Today, a walkthrough of the home reveals a similar explosion as sunlight streams from kitchen clerestories to caress (and warm) the layered walls of the dining area. But, wait, what’s that sparkle of blue?
“That’s turquoise,” Mr. Hanson answers. “We go often to the Tucson Rock and Gem Show. … We pick up fossils and turquoise. … So we said: ‘Here, put this in my walls.’” Even more dramatic is the line of ammonite and brachiopod fossils decorating the 20-inch-thick walls of the master bedroom and their placement in the shower floor. “We weren’t quite sure how it was going to work, we just presented them with all the stuff and said: ‘Have some fun,’” Ms. Hanson says.
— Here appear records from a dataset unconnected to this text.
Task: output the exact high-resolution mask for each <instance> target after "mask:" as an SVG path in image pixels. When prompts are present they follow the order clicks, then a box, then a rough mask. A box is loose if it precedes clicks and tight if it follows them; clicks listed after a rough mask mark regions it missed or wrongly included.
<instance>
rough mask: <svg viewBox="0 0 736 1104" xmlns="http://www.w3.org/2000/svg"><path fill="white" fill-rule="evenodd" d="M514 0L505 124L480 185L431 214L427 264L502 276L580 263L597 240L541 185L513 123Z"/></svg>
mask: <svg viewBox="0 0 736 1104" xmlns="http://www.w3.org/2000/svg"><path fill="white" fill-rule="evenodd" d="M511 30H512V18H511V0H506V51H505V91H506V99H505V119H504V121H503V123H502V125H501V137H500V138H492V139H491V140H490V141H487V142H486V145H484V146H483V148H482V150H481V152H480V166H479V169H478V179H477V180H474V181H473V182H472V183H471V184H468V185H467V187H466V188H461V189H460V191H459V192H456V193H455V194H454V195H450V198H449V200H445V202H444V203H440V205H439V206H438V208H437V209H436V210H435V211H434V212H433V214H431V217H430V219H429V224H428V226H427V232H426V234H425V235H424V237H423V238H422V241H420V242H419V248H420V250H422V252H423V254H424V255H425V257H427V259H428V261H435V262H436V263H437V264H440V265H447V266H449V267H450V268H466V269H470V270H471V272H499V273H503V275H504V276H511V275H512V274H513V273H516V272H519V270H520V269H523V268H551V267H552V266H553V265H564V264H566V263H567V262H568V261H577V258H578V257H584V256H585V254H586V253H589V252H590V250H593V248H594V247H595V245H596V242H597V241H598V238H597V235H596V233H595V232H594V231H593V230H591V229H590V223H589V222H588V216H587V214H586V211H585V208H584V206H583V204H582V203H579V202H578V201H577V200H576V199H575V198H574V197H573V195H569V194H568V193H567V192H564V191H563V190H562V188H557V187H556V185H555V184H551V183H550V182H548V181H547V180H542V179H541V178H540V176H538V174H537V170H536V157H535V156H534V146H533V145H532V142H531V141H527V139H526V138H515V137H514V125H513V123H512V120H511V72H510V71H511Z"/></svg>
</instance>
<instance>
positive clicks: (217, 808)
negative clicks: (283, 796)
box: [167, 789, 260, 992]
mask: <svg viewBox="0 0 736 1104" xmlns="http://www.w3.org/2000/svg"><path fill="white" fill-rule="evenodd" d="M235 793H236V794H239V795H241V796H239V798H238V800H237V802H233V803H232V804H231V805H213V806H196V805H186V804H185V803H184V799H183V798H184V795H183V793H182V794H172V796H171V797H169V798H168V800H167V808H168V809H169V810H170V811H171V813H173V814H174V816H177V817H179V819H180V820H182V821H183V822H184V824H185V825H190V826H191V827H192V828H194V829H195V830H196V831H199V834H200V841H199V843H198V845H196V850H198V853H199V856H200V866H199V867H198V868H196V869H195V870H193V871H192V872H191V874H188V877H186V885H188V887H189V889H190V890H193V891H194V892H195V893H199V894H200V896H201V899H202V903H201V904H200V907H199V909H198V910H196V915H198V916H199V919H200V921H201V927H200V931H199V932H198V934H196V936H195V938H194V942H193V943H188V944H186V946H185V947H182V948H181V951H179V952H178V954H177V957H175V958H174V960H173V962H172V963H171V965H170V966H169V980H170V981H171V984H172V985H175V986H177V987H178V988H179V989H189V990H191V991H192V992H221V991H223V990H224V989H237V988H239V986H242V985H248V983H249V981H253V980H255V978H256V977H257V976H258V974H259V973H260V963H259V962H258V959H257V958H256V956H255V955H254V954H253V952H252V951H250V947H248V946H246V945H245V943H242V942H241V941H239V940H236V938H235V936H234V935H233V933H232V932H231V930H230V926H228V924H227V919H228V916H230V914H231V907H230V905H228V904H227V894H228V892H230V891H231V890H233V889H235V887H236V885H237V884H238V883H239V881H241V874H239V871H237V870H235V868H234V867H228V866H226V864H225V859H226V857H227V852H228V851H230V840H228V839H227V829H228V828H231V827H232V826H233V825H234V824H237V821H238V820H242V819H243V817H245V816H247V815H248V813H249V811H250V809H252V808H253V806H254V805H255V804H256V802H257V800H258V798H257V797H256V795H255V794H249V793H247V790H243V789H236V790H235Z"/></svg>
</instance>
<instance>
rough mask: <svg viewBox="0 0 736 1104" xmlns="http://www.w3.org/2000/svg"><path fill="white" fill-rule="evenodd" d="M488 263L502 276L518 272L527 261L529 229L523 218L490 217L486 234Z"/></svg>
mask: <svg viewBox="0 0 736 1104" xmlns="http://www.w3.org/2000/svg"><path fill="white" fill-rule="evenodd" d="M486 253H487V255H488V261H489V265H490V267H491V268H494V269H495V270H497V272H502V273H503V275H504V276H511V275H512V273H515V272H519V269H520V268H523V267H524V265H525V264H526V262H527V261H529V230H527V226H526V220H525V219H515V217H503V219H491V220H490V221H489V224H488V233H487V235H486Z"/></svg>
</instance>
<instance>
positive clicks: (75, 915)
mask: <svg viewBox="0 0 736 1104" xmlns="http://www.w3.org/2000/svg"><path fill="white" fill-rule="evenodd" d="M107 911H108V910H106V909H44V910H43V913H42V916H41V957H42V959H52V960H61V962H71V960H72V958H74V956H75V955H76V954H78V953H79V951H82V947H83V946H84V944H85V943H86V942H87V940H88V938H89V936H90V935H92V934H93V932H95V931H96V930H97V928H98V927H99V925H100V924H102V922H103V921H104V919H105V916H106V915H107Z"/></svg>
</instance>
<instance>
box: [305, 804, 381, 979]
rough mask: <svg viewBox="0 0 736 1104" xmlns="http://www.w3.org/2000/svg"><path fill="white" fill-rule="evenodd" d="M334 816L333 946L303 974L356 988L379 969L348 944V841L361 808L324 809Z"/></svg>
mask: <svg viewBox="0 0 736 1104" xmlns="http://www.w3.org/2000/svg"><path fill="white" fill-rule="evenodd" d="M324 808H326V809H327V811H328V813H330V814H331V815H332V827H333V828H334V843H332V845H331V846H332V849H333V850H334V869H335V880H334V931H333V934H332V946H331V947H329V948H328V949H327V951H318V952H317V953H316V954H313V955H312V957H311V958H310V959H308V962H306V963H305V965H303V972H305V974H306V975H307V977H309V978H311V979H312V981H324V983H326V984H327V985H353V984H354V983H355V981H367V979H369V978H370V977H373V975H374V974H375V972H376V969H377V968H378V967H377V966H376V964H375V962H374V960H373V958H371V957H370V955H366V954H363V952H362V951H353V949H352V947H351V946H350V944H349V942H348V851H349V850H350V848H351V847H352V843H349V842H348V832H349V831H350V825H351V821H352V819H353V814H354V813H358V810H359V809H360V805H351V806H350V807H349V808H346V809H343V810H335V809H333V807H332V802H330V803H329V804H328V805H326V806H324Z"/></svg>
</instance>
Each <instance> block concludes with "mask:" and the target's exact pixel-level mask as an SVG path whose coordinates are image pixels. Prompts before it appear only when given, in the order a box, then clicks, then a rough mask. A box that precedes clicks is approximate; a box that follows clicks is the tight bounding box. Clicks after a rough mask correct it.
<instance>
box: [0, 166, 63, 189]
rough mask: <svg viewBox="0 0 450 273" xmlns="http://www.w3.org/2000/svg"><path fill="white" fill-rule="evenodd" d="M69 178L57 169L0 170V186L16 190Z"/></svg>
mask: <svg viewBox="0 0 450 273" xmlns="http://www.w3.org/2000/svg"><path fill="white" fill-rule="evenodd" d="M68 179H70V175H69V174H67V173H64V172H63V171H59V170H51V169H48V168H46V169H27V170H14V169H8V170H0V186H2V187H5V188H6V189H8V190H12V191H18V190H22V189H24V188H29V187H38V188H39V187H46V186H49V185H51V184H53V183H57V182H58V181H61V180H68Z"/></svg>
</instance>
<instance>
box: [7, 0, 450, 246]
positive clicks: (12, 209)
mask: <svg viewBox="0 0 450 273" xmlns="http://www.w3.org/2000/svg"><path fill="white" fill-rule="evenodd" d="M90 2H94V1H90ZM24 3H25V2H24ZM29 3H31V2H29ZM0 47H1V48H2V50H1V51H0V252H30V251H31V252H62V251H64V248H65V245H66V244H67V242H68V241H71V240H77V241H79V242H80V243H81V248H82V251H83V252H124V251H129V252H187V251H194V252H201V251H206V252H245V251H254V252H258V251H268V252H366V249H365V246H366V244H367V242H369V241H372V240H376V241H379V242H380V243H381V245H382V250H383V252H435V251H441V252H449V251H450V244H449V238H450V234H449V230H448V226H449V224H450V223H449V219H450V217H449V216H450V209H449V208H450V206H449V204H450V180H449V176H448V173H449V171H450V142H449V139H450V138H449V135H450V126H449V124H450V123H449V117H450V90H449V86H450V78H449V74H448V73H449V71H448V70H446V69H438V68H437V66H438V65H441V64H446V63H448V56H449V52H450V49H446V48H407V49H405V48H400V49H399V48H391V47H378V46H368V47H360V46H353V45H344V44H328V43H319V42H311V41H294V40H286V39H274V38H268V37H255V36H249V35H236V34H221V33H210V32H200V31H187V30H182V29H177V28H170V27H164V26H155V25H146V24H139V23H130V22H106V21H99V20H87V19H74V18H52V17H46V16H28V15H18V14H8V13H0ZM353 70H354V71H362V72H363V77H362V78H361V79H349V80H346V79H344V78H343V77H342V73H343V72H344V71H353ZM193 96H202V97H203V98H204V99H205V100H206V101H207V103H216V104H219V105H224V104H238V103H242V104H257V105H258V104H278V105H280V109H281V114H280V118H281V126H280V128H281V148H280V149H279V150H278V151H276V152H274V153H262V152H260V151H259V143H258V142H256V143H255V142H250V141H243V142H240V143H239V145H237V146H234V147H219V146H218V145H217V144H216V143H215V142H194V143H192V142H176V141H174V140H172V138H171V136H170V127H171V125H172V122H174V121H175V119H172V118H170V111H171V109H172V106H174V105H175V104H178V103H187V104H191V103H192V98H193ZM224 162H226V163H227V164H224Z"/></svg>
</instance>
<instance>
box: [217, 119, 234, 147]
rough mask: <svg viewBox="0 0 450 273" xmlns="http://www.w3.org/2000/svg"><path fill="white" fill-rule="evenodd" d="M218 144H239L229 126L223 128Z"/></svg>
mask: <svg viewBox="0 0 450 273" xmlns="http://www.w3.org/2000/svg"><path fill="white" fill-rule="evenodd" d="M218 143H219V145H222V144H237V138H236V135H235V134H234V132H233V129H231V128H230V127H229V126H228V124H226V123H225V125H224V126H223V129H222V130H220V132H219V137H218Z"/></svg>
As with most houses, however, a few things still nag: a small, cold patch of floor that’s a result of how the pipes to the water-to-water heat pump were configured (still, with the radiant floor, the home is 99 per cent toasty and only costs four- to five-dollars per day to heat), and the part of the metal roof over the gently curving exterior wall that likes to dump rainwater right onto the deck.
“We couldn’t be happier,” Mr. Hanson says with a big laugh.
“The whole thing was an adventure,” Ms. Hanson finishes.
And you don’t need to be a geologist to appreciate that.